= Daniel Lee (politician) =

American politician (born 1830)

Daniel Lee was an American mason and builder who spent a single one-year term as a member of the Wisconsin State Assembly from the 3rd District of Brown County, Wisconsin during the 1872 session (the 25th Wisconsin Legislature).

== Background ==
Lee was born in Little Falls, New York on March 19, 1830. He received a public school education, and became a mason and builder.

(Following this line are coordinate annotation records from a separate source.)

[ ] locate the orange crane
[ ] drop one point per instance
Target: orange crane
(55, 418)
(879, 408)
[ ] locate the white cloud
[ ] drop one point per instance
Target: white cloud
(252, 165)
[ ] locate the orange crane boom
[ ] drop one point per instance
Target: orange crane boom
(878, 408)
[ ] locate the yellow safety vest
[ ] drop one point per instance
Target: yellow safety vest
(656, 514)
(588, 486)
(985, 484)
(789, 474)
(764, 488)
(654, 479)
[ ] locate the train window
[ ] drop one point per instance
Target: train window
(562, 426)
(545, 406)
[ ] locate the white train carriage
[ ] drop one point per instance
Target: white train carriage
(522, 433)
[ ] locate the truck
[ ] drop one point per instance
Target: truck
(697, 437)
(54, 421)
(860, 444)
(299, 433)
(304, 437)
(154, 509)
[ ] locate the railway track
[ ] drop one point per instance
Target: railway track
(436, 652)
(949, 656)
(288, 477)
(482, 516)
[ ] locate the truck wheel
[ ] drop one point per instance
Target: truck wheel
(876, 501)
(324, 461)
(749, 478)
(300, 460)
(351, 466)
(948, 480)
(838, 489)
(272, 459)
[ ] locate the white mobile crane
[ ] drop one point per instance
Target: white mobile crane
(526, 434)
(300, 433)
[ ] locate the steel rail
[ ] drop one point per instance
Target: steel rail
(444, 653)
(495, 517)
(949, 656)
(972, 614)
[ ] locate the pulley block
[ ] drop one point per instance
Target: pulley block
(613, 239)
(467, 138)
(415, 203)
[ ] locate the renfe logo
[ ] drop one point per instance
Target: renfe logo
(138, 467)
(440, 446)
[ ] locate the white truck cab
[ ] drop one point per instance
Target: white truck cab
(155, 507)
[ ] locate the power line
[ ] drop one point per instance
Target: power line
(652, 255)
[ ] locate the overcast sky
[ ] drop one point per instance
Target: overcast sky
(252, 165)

He first came to Wisconsin in 1847; then went to California in 1850. After four years there, he returned to Wisconsin in 1855, settling at Waukesha.

== Public service ==
Lee was elected sheriff of Calumet County, Wisconsin in 1862 and appointed Undersheriff in 1865. He was elected in 1871 as a Democrat for a new district, nominally the 3rd Brown County Assembly district, which included the Village of De Pere, and the Towns of De Pere, Glenmore, Holland, Morrison, New Denmark and Rockland in Brown County, plus the Towns of Carlton, Franklin and Montpelier, in Kewaunee County. He received 780 votes, against 306 for Republican Jonas Leroy. He was not a candidate in the next election, and was succeeded by fellow Democrat Dennis Dewane. He later spent a two-year term (1877–78) as Sheriff of Brown County.